In himmlischen Höhen: Nicolas (Fabrice Éboué) und Sabrina (Audrey Lamy) sind mächtig stolz auf ihren göttlichen Einfall.

Fabrice Éboué und seine drei Kollegen Guillaume de Tonquédec („Frühstück bei Monsieur Henri“), Jonathan Coen („Nur wir drei gemeinsam“) und Ramzy Bedia („Stirb nicht zu langsam“) bringen das stete Zusammenwachsen der zunächst recht reserviert miteinander umgehenden Truppe glaubhaft rüber und funktionieren gerade in dieser Konstellation so hervorragend. Niemand spielt sich in den Vordergrund; auch der Musikproduzent zieht sich irgendwann zurück und überlässt die Bühne – im wahrsten Sinne des Wortes – ausschließlich seinen drei Sängerknaben. Den Subplot rund um Nicolas‘ private Verwicklungen hätte es da auch gar nicht zwingend gebraucht. Gleichzeitig tut Éboué gut daran, seine Figur nicht bloß auf ihr Dasein als Produzent zu beschränken, sondern ihr wenigstens einen kleinen Background zu verleihen. Auch der musikalische Aspekt kommt in „Ein Lied in Gottes Ohr“ nicht zu kurz. Es mag sicherlich anspruchsvollere Musikstücke geben, als der hier zum Megahit avancierende Popsong „Coexister“. Doch die Kombination aus eingängigen Rhythmen und einem nicht bemüht um die Ecke gedachten Text, der auf den Punkt bringt, was man eigentlich gar nicht auf den Punkt bringen sollte, ist genau der Ohrwurm, den ein solcher Film benötigt, um am Ende hoffentlich lang im Gedächtnis zu bleiben.
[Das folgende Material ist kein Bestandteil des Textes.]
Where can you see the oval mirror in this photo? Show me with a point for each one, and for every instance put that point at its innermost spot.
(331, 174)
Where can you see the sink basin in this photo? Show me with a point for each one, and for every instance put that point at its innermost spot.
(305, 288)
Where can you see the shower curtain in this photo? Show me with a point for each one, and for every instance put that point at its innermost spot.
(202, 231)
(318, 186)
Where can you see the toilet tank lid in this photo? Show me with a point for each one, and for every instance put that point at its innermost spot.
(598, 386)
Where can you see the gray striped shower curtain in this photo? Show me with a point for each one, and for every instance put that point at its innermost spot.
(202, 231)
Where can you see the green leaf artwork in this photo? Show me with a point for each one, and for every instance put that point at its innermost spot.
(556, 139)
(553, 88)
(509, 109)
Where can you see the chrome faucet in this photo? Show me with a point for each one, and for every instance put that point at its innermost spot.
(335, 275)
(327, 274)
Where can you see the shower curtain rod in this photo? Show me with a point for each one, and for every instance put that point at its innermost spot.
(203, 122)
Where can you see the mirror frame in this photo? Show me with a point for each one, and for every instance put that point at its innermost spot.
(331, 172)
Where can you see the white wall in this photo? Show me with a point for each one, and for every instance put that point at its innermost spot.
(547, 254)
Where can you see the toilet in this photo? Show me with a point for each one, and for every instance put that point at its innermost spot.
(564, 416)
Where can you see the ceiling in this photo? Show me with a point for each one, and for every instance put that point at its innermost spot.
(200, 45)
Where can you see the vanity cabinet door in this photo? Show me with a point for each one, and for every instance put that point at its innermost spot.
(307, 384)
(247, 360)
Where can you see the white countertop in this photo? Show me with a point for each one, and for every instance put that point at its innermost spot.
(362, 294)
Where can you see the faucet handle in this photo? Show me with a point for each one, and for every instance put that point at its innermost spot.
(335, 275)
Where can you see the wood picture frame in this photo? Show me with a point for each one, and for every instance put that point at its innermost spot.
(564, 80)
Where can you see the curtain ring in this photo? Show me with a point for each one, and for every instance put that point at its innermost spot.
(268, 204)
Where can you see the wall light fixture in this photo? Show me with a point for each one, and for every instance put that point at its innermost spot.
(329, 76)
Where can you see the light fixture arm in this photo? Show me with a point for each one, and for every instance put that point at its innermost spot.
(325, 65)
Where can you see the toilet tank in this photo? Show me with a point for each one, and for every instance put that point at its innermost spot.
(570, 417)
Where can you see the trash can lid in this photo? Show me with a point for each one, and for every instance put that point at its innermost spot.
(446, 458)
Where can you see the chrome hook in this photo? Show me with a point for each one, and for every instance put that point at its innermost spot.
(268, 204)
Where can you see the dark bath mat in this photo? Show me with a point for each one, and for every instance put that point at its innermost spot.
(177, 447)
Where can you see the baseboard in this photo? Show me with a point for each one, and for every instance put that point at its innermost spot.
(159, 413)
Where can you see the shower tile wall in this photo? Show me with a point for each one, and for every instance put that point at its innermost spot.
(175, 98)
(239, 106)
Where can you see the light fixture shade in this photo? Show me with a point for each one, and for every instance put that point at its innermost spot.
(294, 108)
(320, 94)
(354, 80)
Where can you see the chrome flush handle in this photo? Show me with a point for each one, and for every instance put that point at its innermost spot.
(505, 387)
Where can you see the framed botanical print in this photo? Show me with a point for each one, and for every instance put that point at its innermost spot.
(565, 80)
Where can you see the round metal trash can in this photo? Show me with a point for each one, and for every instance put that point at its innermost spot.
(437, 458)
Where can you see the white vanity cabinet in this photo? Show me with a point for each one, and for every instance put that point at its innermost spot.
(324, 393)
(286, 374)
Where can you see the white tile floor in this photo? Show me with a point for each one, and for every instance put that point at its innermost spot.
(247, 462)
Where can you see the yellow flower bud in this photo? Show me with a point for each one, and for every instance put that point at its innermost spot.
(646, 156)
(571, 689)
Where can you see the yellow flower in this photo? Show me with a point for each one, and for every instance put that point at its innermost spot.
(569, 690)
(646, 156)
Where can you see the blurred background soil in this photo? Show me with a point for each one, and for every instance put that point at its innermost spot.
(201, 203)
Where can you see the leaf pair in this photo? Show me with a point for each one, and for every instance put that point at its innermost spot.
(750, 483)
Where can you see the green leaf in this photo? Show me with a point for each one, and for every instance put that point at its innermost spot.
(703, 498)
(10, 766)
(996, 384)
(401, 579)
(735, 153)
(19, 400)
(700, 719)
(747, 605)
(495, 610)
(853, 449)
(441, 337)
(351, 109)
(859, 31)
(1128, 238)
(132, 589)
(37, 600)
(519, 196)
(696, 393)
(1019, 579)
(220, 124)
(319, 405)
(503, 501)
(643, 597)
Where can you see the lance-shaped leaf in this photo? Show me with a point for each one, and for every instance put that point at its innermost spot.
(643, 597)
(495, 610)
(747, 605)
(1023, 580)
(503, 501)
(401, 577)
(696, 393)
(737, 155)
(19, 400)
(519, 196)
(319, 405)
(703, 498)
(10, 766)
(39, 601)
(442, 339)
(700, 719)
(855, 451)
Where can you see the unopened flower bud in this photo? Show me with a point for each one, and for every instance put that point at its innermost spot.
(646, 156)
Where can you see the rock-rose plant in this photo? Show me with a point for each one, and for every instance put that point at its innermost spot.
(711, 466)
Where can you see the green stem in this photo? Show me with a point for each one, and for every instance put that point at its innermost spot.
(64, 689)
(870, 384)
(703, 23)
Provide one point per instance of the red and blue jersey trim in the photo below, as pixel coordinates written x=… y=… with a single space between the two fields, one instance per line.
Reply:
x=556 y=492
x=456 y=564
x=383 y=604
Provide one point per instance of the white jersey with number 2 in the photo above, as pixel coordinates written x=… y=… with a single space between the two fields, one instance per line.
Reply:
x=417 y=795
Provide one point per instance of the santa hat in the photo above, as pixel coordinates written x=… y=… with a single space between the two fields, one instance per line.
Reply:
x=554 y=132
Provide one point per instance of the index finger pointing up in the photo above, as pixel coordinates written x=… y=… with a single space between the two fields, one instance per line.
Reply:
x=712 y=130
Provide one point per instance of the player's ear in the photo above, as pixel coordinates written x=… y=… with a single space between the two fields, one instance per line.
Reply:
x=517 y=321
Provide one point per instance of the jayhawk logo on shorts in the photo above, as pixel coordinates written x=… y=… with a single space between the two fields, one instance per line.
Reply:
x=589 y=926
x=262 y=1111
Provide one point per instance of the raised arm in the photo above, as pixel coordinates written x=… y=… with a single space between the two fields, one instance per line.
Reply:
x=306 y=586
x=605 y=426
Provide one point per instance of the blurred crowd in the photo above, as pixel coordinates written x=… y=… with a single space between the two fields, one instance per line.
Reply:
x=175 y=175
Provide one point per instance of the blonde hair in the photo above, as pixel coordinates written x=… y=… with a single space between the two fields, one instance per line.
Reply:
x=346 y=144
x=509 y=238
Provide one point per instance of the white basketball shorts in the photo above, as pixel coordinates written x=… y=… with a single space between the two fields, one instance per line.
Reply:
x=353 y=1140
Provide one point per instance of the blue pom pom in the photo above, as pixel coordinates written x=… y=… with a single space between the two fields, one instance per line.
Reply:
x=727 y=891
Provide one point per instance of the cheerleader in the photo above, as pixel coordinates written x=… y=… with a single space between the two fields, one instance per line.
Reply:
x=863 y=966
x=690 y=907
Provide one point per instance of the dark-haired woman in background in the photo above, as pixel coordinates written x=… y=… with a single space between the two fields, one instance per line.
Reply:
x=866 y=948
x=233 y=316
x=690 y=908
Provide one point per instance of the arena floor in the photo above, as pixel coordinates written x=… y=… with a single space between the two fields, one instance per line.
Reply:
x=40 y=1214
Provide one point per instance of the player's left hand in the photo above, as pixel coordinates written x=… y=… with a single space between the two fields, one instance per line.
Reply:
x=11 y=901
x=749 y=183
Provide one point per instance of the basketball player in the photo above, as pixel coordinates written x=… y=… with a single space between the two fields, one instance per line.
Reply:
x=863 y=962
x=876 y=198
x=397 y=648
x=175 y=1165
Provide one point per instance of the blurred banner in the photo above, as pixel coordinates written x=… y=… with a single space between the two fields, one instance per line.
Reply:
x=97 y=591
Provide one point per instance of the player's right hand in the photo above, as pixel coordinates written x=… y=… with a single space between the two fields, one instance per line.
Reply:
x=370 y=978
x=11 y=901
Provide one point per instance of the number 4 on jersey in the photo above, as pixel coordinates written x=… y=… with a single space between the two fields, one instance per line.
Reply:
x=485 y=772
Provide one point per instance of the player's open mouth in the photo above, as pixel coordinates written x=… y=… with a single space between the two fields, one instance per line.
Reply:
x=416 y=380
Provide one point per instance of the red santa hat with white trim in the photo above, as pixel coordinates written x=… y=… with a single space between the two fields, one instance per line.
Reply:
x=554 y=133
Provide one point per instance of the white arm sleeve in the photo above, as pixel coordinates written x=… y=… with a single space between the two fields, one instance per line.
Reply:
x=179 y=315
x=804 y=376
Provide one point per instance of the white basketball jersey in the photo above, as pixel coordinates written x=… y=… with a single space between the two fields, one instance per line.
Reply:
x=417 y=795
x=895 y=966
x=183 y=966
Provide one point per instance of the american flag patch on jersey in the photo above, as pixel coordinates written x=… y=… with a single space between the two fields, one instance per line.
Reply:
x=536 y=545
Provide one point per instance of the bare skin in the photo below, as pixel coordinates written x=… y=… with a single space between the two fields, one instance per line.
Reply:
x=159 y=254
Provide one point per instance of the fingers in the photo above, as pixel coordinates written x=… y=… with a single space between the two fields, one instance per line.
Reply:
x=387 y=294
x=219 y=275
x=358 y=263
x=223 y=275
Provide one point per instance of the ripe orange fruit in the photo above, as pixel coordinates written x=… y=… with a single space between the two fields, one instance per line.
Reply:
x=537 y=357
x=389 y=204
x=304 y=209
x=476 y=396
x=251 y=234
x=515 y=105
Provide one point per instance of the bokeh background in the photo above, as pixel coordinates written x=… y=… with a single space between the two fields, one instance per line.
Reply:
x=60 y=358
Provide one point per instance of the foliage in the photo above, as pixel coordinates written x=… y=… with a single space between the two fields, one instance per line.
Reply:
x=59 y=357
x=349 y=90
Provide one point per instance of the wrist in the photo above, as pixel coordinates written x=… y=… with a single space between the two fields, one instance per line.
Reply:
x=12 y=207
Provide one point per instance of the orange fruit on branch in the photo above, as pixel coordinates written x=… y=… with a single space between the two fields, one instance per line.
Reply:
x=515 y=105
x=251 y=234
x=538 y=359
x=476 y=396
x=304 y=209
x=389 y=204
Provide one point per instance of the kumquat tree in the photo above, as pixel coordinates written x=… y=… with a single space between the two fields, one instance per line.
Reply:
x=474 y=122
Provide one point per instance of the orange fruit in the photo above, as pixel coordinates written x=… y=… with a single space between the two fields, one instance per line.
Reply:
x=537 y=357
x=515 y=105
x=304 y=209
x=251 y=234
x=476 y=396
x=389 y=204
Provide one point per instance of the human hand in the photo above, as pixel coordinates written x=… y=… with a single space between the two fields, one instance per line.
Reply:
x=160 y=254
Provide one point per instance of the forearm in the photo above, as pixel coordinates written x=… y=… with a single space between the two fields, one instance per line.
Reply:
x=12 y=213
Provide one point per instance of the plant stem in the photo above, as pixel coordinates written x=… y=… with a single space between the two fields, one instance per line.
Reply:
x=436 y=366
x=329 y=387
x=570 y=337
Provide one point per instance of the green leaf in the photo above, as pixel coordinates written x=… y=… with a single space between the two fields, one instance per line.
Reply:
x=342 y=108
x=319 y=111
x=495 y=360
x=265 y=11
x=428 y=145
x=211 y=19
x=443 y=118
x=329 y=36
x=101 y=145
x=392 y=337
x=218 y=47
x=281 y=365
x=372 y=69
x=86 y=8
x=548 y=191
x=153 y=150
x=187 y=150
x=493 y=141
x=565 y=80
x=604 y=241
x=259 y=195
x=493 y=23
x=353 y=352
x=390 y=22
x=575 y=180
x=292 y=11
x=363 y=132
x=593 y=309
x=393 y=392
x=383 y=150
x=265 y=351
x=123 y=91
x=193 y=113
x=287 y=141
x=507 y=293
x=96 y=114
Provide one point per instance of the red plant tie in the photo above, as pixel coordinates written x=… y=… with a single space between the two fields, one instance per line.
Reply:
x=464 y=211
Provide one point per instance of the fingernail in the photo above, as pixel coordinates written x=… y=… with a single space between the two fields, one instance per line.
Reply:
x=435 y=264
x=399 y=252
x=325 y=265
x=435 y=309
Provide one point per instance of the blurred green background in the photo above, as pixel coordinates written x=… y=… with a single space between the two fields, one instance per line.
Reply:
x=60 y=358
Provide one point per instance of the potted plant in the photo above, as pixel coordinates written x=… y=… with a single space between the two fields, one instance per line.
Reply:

Fazit: Fabrice Éboué wagt sich mit seiner musikalischen Komödie „Ein Lied in Gottes Ohr“ an die Vermittlung drei verschiedener Weltreligionen. Die meisten Gags zünden dabei und hätten sich die Macher sogar noch ein klein wenig mehr getraut, dann wäre das hier mit Sicherheit der nächste große Franzosenhit geworden.

„Ein Lied in Gottes Ohr“ ist ab de 26. Juli in ausgewählten deutschen Kinos zu sehen.